Bilim insanları ‘bilinçli’ robotlar yaratmaya çalışıyor

bencede

New member
Maggie Harrison

Geçtiğimiz yıl, yapay zeka alanında başarılarla dolu bir yıl oldu ve bilhassa de OpenAI şirketinin yarattığı inanılmaz seviyede etkileyici olan ChatGPT* yazılımının tanıtımı hesaba katıldığında, sanayi burada durmayacak üzere görünüyor. tıpkı vakitte, sanayinin kimi öncüleri açısından sohbet robotları ve imaj üretici programlar en son robotik huduttan çabucak hemen uzaktalar. Sıradaki ne mi? Şuur kazandırma!



ABD’deki Columbia Üniversitesi’ne bağlı Yaratıcı Makineler Laboratuvarı’ndan sorumlu makine mühendisi Hod Lipson, New York Times’a (NYT) verdiği demeçte, “Bu problem evvelden bir tabuydu” diyor: “Bunun hakkında konuşmamız neredeyse yasaktı: Şuur sözünden bahsedersen kıdem atlayamazdın. İşte bu niçinle, başlangıç evresinde onu farklı bir şeymiş üzere göstererek saklamak mecburiyetinde kaldım.”

Yapay zeka alanında ‘bilinç’, uzun vakittir varlığını koruyan ve en ayrıştırıcı olan sorulardan biri. Ve bazılarının gözünde bir bilim kurgu konusu -ve hakikaten de bir fazlaca bilim kurgu kitaba, çizgi romana ve sinemaya ilham kaynağı- olsa bile, Lipson’a benzeyen başkaları açısından bu sorun, bildiğimiz kadarıyla insan ömrünü hiç elbet sonsuza kadar değiştirecek bir maksat.
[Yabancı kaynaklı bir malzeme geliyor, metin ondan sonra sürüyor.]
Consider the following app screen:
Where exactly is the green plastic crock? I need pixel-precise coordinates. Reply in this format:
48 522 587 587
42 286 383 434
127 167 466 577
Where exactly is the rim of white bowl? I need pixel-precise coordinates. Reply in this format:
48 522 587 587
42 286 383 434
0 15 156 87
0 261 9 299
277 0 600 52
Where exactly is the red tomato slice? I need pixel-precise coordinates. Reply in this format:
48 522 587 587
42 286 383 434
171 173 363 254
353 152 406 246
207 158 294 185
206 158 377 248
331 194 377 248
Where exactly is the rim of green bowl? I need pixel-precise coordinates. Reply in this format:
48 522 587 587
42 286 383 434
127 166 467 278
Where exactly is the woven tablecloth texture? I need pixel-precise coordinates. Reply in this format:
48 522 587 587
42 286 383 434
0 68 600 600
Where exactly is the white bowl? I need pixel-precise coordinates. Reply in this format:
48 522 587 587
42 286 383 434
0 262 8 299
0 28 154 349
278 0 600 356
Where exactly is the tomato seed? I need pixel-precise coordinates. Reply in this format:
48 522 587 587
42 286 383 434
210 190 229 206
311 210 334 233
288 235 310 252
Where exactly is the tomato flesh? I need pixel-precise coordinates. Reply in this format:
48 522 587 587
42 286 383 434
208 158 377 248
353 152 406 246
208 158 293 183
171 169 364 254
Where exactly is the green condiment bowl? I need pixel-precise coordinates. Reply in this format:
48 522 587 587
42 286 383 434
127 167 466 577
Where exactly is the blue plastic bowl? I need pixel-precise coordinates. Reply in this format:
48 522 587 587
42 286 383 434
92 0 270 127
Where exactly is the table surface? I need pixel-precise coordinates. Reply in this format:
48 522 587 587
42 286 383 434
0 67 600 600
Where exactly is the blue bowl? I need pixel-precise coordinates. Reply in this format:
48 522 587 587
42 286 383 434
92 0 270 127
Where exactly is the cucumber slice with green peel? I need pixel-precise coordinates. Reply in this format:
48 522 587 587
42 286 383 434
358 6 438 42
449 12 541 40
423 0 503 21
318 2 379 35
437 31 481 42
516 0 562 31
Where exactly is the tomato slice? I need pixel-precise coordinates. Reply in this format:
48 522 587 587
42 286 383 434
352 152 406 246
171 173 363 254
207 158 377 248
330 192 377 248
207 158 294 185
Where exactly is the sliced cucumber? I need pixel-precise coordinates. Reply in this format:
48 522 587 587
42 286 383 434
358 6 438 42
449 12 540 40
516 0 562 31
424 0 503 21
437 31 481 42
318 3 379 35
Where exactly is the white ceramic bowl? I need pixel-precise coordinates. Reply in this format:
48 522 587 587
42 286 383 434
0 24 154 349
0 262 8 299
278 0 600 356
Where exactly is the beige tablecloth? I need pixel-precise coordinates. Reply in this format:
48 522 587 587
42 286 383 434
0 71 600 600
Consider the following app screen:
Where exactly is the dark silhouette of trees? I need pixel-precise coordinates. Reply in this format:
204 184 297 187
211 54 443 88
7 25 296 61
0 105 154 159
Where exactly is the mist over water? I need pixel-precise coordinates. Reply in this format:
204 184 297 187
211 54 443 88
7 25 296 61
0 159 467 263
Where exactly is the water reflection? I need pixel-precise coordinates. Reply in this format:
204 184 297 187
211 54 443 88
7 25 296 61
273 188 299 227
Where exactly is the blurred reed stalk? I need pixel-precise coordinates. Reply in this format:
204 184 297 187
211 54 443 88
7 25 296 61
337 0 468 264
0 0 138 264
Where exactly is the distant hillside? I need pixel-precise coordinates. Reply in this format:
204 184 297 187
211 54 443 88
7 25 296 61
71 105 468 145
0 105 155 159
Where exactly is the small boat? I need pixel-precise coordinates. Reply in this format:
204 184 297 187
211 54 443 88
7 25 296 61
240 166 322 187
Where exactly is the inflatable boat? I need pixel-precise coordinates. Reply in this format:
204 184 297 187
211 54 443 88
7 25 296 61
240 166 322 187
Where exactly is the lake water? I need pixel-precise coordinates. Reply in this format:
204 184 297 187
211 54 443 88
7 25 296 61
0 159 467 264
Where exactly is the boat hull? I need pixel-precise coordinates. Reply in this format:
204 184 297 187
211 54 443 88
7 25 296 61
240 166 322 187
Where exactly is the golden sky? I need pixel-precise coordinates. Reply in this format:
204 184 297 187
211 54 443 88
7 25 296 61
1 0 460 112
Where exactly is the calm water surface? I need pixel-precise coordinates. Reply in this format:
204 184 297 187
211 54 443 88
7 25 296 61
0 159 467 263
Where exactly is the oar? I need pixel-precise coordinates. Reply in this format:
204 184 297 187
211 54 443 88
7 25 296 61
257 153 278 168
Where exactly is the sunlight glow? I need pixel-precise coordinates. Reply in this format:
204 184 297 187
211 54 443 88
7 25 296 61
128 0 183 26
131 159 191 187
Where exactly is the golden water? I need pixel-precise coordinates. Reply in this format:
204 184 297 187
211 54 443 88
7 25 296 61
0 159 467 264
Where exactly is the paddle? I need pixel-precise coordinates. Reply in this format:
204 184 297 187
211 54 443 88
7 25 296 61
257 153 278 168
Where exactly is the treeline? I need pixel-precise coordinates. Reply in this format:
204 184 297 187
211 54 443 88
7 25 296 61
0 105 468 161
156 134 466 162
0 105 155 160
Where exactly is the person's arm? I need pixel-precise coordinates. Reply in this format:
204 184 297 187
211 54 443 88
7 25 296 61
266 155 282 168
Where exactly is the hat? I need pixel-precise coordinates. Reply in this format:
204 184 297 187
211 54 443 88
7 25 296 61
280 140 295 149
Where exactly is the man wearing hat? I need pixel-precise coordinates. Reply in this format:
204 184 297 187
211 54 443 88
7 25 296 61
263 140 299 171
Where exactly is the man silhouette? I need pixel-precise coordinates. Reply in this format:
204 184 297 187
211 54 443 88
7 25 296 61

Araştırmacı, “Bu, sadece üzerinde çalıştığımız bir öteki araştırma sorun değil; bu, sıkıntının ta kendisi” diye devam ediyor: “Bu, kanseri tedavi etmekten bile daha muazzam bir husus.”

Lipson, “Şayet bir insanınkine denk bir bilince sahip olacak bir makine yaratabilirsek, bu yaptığımız şey öteki her şeyi gölgede bırakacak. Bu makinenin kendisi kanseri tedavi edebilir” diye ekliyor.

MUĞLAK BİR PROBLEM: BİLİNÇ

normal olarak, teknolojik kuvvetlikler dışında, sanayi alanında ya da ötesinde şuur sıkıntısına dair karşılaştığı en büyük sorun, bu kavramın şahsen kendisinin hakikaten de kesin bir tarifinin olmaması. Felsefi bağlamda şuur muğlak ve tartışmalı bir husus. Ve bilimsel açıdan, New York Times’ın da altını çizdiği üzere, şuuru sistemli olarak beynin fonksiyonlarına ya da farklı cinsten göstergelere bağlama uğraşları başarısızlığa uğrama eğilimi taşıyor. Öte yandan, sadece ‘makine bilinci’ kavramıyla bile bir arada ortaya çıkan, bilhassa de makine işçiliğiyle ilişkili bir küme derin etik soru kelam konusu.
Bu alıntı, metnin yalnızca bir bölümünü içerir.